After all these years they are still threatening to use policy tools that have no effect on the real economy, and little if any effect on finance.
And with the rest of world seemingly thinking the same way as well risks of a global double dip are increasing.
By Leika Kihara
April 30 (Reuters) — Bank of Japan Governor Masaaki Shirakawa said on Saturday that the country’s economic outlook was very severe and that the central bank would take appropriate action to support the economy.
But he offered few clues on whether and when the BOJ would expand its asset-buying scheme, only saying that its next policy step would depend on economic conditions at the time.
“The BOJ sees the outlook for Japan’s economy as very severe,” Shirakawa told a financial committee meeting in the lower house of parliament. “We’d like to take appropriate policy steps as needed while monitoring the economy and prices, taking into account that uncertainty over the outlook is high,” he said.
Asked by a lawmaker whether the BOJ would consider buying more government bonds to support the economy, Shirakawa said only: “We’d like to consider in earnest what would be the desirable step to take.”

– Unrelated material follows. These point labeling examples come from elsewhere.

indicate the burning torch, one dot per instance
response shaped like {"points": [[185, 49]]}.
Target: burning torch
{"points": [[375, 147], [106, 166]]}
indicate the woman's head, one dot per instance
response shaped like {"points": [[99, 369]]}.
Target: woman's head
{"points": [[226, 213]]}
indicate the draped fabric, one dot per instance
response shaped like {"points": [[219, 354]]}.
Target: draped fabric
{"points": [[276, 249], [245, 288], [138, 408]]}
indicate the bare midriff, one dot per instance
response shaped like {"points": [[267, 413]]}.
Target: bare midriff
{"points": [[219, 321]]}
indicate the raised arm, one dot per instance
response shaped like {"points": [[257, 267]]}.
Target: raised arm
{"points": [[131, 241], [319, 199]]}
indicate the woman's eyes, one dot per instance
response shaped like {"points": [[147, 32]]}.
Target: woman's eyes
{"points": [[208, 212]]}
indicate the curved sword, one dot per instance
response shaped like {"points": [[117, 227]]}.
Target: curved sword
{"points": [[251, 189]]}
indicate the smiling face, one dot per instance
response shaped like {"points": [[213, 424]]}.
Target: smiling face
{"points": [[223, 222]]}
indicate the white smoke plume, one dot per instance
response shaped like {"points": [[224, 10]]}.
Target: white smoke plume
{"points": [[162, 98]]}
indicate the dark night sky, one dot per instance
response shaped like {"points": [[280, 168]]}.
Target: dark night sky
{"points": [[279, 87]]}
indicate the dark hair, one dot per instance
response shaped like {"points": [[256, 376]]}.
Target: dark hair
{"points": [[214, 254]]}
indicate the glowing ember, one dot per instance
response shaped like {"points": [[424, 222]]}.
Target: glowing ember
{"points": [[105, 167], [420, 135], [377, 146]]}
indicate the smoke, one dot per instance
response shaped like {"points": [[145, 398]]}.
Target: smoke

The BOJ kept monetary policy unchanged on Thursday even as it lowered its growth forecast for the current fiscal year, which began in April, and warned of uncertainties over the extent of damage that last month’s devastating earthquake would inflict on the economy.
Shirakawa reiterated that having just expanded its asset purchasing scheme days after the March 11 quake, the BOJ preferred to spend more time examining the impact the step would have on the economy.
But he also left open the possibility of easing monetary policy further if damage from the quake proved bigger than expected, stressing that the central bank was focusing on downside risks to growth for the time being.
In a sign some in the BOJ were more cautious about the economic outlook than Shirakawa, Deputy Governor Kiyohiko Nishimura proposed on Thursday expanding the central bank’s asset buying scheme by 5 trillion yen ($62 billion).
While the proposal was outvoted by the board, some market players said it may be a sign the BOJ may loosen policy as early as next month.
Japan is facing its worst crisis since World War Two after the 9.0 magnitude earthquake and subsequent tsunami devastated its northeast coast last month.
Reflecting the economic impact, factory output fell at a record monthly pace in March, household spending declined at a record annual rate and another private survey showed manufacturing activity languishing at a two-year low.
The BOJ eased policy days after the quake by doubling to 10 trillion yen the funds it sets aside for purchases of a range of financial assets, such as government bonds and corporate debt.
If the central bank were to next ease policy, the most likely step would be to expand the scheme again, sources familiar with the BOJ’s thinking say.
Aside from the government bonds it purchases under the asset buying scheme, the central bank buys 21.6 trillion yen worth of long-term government bonds from the market each year.
Some lawmakers have called on the BOJ to buy more government bonds from the market, or even underwrite them directly, to help the government fund the huge costs for reconstruction.